Five Below Inc. (NASDAQ: FIVE) is scheduled to report its most recent financial results Wednesday after the markets close. Thomson Reuters has consensus estimates of $0.07 in earnings per share (EPS) and $151.32 million in revenue. In the same period of the previous year, the retailer posted EPS of $0.07 on $126.00 million in revenue.
Executives of Five Below have stated before that the company expects that it will have an exciting 2015. It plans to open 70 new stores and generate a same-store sales increase of roughly 3%, while simultaneously making long-term investments in people, systems and infrastructure to support future growth.
Within the past week, the company announced the grand opening a new distribution center in Oldmans Township, N.J. The 1,045,000 square-foot facility is located in Pedricktown and will replace Five Below’s existing 421,000 square foot facility located 12 miles away in New Castle, Del.

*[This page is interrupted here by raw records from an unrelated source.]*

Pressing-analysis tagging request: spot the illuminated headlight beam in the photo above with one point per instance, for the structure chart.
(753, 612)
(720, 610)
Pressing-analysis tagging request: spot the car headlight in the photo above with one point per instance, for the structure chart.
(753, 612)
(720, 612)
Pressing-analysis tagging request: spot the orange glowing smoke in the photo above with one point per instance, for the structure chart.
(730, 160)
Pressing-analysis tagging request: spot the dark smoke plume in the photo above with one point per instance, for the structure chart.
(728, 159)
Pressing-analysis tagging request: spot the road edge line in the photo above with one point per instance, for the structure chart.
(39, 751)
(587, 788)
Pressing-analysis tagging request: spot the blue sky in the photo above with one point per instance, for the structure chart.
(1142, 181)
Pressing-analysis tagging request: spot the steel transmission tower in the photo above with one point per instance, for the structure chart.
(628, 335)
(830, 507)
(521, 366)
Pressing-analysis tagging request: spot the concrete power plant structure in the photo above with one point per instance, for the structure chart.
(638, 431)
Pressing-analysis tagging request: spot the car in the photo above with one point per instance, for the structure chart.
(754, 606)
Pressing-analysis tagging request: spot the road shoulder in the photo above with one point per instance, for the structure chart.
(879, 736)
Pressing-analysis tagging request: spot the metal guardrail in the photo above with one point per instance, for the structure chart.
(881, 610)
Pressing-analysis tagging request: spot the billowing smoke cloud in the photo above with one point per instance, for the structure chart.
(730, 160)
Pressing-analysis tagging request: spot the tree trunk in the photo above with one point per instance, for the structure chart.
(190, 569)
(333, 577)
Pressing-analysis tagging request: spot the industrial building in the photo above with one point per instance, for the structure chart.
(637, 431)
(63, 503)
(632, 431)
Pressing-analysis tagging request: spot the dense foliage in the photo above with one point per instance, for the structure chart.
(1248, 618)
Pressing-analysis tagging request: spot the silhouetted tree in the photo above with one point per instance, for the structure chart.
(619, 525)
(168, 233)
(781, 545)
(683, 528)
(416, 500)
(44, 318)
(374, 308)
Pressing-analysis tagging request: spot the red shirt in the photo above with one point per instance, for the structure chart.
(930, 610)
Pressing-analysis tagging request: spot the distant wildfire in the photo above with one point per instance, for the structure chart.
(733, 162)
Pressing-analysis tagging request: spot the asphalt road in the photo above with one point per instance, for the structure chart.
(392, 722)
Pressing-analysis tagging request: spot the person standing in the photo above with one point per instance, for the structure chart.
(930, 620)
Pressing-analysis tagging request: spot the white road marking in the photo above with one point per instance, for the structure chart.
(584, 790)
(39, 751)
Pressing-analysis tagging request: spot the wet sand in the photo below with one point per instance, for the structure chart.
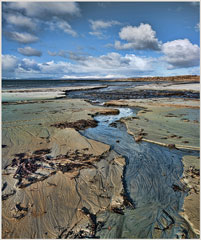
(173, 123)
(48, 171)
(56, 182)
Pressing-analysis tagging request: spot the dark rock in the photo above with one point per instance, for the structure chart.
(171, 146)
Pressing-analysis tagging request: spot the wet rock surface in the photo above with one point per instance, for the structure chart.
(79, 125)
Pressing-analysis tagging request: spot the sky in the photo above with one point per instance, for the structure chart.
(73, 40)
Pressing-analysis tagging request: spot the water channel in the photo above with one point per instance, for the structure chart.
(150, 173)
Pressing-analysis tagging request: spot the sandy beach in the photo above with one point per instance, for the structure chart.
(58, 183)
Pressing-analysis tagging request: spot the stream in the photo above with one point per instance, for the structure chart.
(150, 173)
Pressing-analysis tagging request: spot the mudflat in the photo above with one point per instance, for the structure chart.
(58, 183)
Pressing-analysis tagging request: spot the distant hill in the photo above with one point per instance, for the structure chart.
(182, 78)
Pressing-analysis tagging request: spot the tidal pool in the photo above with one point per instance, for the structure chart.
(152, 181)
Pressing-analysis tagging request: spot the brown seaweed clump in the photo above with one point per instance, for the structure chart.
(78, 125)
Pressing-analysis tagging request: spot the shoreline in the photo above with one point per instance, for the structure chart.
(48, 123)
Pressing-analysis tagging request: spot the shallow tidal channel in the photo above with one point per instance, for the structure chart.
(150, 176)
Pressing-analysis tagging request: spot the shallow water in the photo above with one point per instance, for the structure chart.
(150, 173)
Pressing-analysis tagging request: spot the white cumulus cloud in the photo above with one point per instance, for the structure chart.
(181, 53)
(29, 51)
(9, 63)
(98, 25)
(21, 37)
(64, 26)
(197, 27)
(139, 38)
(20, 21)
(45, 10)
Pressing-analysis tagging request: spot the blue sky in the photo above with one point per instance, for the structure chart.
(100, 39)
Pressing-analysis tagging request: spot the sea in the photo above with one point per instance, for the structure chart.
(27, 84)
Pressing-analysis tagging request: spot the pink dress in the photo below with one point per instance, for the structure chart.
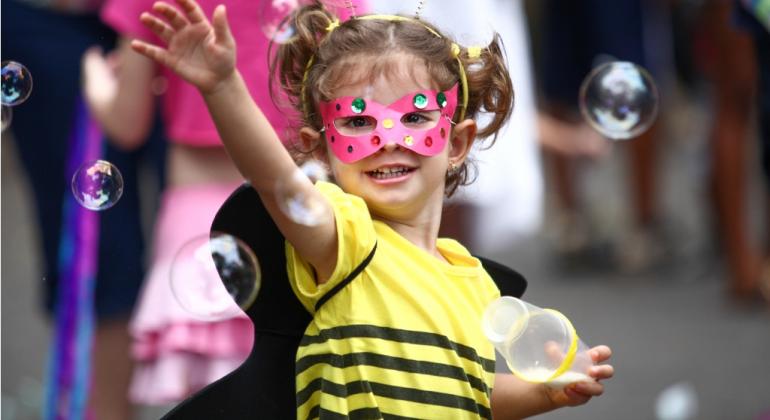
(177, 354)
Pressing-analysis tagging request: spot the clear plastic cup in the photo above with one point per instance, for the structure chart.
(539, 345)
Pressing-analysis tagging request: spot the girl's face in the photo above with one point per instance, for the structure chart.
(395, 181)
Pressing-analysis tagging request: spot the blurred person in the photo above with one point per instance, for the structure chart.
(736, 48)
(48, 37)
(177, 353)
(576, 37)
(505, 203)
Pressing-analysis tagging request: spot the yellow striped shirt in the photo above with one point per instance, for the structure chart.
(404, 338)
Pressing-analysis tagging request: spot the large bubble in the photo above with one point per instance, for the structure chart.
(97, 185)
(215, 276)
(619, 99)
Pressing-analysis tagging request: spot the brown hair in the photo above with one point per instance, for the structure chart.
(352, 42)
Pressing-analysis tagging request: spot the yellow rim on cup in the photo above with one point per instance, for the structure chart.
(568, 359)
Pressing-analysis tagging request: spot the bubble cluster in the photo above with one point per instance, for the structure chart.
(296, 198)
(97, 185)
(619, 99)
(16, 83)
(215, 276)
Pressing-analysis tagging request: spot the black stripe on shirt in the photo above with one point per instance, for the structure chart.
(400, 336)
(394, 392)
(393, 363)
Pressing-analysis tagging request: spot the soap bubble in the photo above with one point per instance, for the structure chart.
(275, 19)
(677, 402)
(619, 99)
(214, 276)
(7, 117)
(97, 185)
(16, 84)
(296, 198)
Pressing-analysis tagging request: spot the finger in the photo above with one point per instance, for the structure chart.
(221, 27)
(601, 372)
(172, 15)
(588, 388)
(600, 353)
(575, 397)
(157, 26)
(151, 51)
(192, 10)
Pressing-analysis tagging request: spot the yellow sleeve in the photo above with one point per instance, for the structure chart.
(355, 239)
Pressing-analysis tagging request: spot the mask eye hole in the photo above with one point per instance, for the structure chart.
(422, 120)
(355, 125)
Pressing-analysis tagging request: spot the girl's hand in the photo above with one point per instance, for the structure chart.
(200, 52)
(580, 392)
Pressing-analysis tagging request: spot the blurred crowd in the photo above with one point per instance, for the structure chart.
(708, 57)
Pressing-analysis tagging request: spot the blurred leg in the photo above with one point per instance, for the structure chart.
(734, 78)
(643, 180)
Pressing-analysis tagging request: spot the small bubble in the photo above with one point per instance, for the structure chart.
(16, 83)
(215, 276)
(677, 402)
(298, 200)
(619, 100)
(97, 185)
(276, 22)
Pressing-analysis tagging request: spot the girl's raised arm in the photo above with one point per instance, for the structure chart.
(203, 53)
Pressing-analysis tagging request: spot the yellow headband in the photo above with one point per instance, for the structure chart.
(473, 52)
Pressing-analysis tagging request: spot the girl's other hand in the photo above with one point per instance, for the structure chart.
(580, 393)
(200, 52)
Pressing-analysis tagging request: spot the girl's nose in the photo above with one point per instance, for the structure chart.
(390, 145)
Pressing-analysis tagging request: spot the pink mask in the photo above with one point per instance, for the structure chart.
(382, 124)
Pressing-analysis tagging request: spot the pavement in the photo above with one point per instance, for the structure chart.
(677, 336)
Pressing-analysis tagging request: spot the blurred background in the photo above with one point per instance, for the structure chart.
(656, 245)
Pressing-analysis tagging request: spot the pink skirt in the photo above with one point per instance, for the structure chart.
(176, 352)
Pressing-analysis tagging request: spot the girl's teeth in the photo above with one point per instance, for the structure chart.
(388, 173)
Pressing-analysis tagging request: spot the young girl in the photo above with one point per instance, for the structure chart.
(384, 99)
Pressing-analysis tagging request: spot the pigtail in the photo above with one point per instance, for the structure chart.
(490, 89)
(289, 63)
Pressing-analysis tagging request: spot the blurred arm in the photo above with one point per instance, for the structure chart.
(117, 90)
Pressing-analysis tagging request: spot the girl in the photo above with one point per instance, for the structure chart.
(384, 99)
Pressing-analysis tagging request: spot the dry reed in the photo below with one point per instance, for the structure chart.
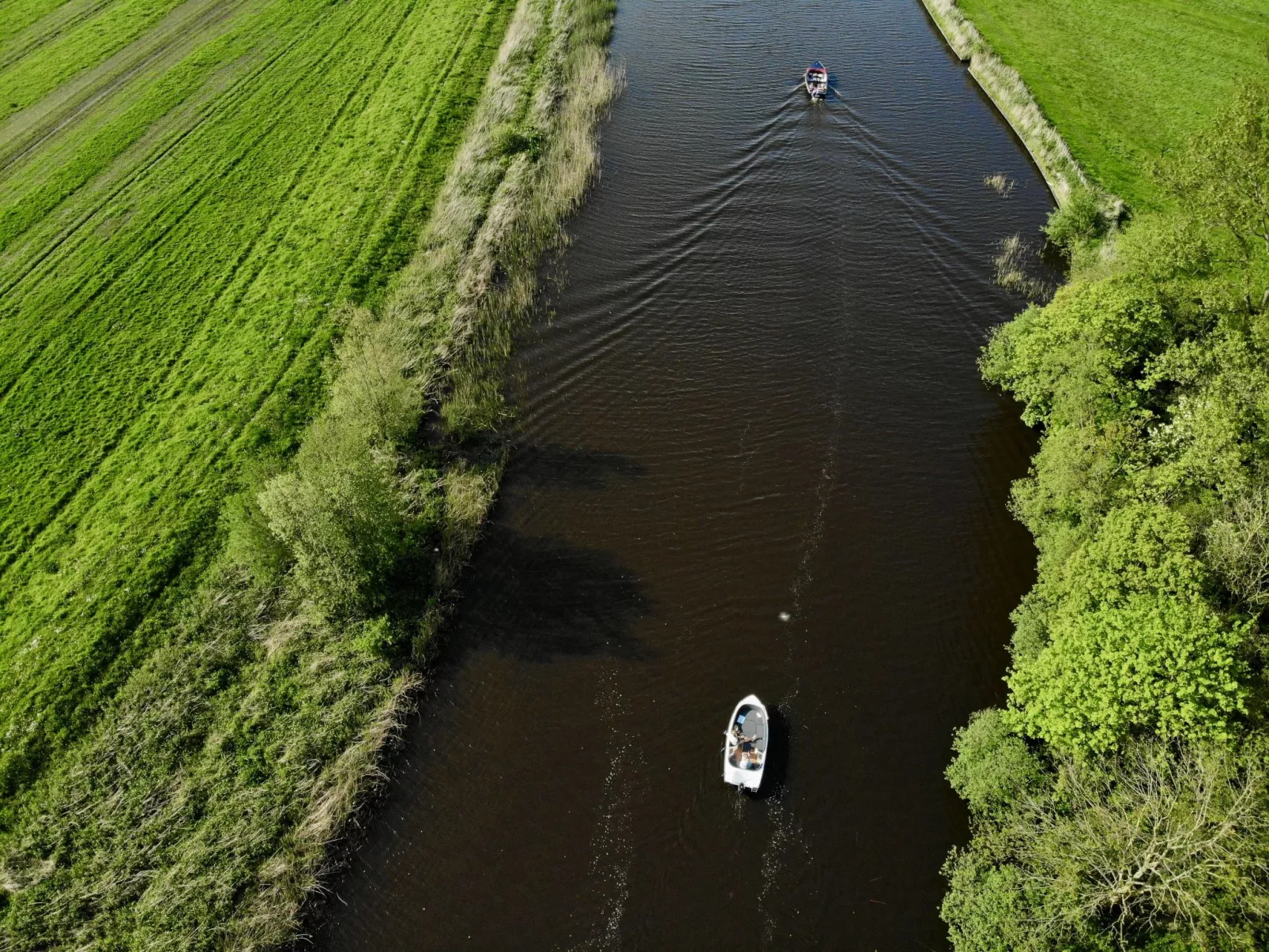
(1017, 104)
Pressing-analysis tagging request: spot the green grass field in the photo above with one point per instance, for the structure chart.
(186, 190)
(264, 253)
(1127, 81)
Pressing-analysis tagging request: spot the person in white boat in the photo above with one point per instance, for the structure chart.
(745, 751)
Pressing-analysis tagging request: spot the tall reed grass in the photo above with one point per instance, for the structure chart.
(1018, 106)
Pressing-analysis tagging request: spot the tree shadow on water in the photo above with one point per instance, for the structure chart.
(540, 598)
(554, 466)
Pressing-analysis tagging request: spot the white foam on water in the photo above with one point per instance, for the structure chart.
(612, 847)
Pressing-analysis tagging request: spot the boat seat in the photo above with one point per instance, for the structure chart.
(753, 726)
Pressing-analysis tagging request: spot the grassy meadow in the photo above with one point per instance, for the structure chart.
(177, 235)
(1126, 81)
(259, 265)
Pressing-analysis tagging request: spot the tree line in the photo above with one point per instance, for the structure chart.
(1120, 799)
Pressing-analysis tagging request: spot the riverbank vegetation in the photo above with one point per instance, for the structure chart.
(249, 278)
(1120, 800)
(1126, 81)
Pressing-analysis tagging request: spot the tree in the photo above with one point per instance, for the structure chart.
(1133, 644)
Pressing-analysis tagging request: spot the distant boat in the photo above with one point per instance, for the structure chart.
(818, 81)
(744, 757)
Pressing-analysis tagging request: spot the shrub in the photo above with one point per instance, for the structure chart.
(348, 514)
(1076, 222)
(992, 767)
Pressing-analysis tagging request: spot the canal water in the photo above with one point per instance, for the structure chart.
(753, 454)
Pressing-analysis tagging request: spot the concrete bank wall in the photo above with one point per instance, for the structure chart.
(1011, 96)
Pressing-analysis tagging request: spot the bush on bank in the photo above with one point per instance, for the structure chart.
(1120, 800)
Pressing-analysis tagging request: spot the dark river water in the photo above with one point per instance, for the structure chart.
(753, 454)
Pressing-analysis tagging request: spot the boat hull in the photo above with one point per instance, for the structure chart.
(740, 772)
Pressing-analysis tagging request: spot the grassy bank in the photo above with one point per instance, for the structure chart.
(1126, 81)
(183, 791)
(1120, 799)
(177, 242)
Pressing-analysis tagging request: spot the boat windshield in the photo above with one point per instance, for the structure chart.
(747, 745)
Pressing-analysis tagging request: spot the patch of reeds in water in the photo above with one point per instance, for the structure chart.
(1017, 104)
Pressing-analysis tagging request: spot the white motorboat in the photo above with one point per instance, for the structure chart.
(816, 81)
(744, 755)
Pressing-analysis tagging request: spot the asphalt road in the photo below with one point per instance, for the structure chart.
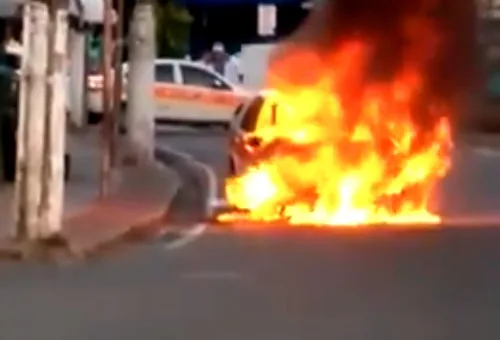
(279, 283)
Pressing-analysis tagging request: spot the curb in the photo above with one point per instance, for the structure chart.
(79, 242)
(193, 177)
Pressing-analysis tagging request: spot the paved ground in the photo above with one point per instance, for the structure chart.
(279, 284)
(80, 190)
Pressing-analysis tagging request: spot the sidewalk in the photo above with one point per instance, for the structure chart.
(140, 197)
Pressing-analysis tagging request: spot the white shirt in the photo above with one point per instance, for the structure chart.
(232, 70)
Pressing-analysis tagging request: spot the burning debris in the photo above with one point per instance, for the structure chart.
(367, 91)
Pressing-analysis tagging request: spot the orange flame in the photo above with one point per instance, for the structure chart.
(342, 152)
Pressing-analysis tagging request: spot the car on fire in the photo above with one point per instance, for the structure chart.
(245, 145)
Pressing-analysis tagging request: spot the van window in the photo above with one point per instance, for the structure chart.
(199, 77)
(164, 73)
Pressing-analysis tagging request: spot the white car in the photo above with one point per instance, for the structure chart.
(184, 91)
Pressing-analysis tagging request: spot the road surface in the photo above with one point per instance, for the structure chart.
(280, 283)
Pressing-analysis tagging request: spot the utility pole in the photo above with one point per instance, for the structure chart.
(77, 88)
(140, 81)
(55, 126)
(119, 42)
(31, 123)
(108, 133)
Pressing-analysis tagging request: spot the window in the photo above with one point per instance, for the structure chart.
(199, 77)
(249, 121)
(164, 73)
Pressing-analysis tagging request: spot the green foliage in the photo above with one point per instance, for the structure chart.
(173, 23)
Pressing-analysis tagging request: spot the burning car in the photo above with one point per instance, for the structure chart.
(245, 145)
(357, 128)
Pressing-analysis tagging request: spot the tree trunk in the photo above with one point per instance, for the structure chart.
(31, 119)
(77, 77)
(55, 129)
(140, 81)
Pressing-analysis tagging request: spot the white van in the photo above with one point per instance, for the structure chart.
(185, 92)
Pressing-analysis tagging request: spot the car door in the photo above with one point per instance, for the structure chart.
(212, 98)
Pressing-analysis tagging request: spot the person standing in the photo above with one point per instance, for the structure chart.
(219, 58)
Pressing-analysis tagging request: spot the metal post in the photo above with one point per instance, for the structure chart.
(108, 126)
(118, 108)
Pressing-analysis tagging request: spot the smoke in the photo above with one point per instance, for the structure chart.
(438, 34)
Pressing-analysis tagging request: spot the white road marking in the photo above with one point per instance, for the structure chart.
(487, 152)
(187, 237)
(213, 275)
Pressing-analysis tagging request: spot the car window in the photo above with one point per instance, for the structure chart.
(251, 114)
(199, 77)
(164, 73)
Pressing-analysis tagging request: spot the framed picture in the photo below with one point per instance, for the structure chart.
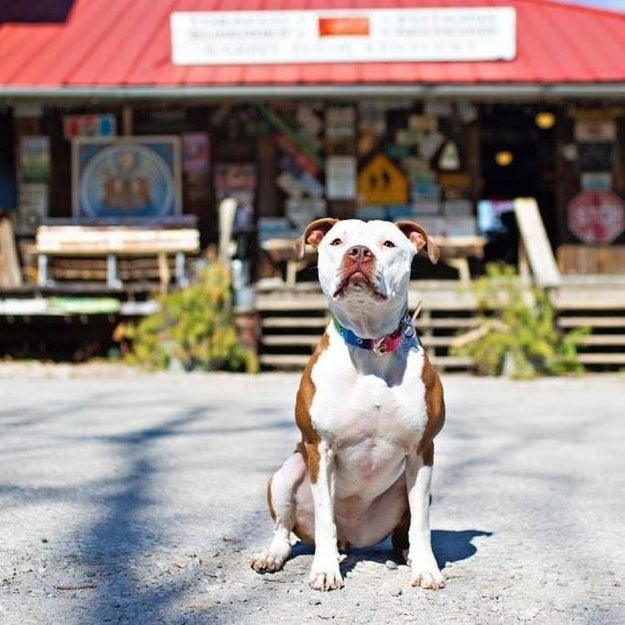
(126, 178)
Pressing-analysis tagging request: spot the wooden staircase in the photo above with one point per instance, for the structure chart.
(293, 318)
(292, 321)
(597, 303)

Looking at the chart, another inflection point could be on the horizon for this stock, technically speaking. Shares have been testing the 50-day moving average (MA) since the beginning of May, and currently the share price is almost equal to the MA. Shares originally crossed over the 50-day MA back in March. The 200-day MA has been remained relatively flat, if not decreasing, over the past 6 months and is currently acting as an overhang at $37.17.
For the most recent settlement, date Five Below saw its short interest drop slightly to 11.0 million from the previous level of 11.3 million.
Ahead of earnings a few analysts weighed in on Five Below:
- Janney Capital Markets reiterated a Buy rating with a $40 price target.
- FBR initiated coverage with a Market Perform rating and a $36 price target.
- Credit Suisse has an Outperform rating for Five Below, but the firm lowered its price target to $38 from $45.
On Wednesday afternoon, shares of Five Below were up 1.6% at $34.81. The stock has a consensus analyst price target of $40.13 and a 52-week trading range of $28.51 to $47.89.